Research output: Contribution to journalConference articlepeer-review

3 Scopus citations


We suggest a new structure for THz generation based on coupled quantum wells of InAs-GaSb. This structure uniquely combines the advantages of both the p-n junction laser and the cascade laser. Actual generation results from optical transitions between the e3 and e2 levels in InAlAs quantum well, and resonant with them effective band gap between the conduction band of InAs and the valence band of GaSb quantum well, el-hh1. The separation between el and e2 equals to LO phonon energy that provides population inversion between e3 and e2. We consider two ways of structure design that differ by the carrier dispersion: W-shaped dispersion of the carriers in ground states and regular V-shaped dispersion.

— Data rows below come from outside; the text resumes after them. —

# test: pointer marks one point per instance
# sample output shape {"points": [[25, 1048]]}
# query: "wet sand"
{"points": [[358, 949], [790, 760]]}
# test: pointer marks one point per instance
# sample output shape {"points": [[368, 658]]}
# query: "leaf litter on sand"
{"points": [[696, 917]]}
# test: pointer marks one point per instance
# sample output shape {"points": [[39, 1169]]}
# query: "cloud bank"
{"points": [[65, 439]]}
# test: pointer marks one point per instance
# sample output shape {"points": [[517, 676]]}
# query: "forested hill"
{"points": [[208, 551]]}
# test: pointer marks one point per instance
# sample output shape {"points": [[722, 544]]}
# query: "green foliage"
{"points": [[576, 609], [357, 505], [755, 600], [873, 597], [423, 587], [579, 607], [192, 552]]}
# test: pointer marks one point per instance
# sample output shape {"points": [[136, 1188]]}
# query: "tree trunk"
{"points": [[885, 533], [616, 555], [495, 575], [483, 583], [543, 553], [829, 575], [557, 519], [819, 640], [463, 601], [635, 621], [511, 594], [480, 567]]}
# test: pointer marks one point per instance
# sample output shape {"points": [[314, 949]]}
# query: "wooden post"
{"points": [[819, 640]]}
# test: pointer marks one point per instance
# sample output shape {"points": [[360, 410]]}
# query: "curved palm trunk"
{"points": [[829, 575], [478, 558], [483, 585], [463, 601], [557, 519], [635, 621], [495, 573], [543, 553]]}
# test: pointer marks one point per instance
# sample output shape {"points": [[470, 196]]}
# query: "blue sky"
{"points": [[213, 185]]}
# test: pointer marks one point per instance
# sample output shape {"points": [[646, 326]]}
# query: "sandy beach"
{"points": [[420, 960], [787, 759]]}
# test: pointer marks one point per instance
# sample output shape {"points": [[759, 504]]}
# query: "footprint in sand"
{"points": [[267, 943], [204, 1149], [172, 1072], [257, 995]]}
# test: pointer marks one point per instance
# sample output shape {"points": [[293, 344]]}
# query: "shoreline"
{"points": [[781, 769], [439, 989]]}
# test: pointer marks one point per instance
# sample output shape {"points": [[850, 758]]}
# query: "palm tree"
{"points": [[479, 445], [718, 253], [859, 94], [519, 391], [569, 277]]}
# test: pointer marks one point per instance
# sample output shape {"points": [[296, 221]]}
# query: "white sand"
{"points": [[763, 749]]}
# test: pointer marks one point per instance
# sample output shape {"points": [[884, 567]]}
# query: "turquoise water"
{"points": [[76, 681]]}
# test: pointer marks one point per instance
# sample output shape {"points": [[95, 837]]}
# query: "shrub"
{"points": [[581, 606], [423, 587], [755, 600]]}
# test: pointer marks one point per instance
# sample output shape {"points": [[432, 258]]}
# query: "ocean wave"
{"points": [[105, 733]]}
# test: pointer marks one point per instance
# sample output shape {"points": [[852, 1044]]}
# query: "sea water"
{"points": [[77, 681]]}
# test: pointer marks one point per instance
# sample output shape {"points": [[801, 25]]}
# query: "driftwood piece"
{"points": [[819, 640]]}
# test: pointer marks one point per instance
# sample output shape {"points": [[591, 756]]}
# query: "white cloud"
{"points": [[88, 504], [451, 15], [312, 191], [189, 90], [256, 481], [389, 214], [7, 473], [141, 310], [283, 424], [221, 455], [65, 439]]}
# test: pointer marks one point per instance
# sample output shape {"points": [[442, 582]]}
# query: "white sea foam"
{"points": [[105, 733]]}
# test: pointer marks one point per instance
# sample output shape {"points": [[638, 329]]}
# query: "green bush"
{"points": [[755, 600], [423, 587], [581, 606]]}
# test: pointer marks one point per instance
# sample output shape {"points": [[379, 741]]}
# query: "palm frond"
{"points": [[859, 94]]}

All these structures bring in the advantages of the system with equidistant levels, i.e., good temperature characteristics and high probability of radiative transition leading to low threshold current compared to alternative designs. We present a comparative analysis of various mechanisms of carrier relaxation (LO phonons and electron - electron scattering) and point out an optimal band structure favoring high efficiency of THz emitter. Corresponding band structure calculations supply one with the range of quantum well parameters providing all the features presented above.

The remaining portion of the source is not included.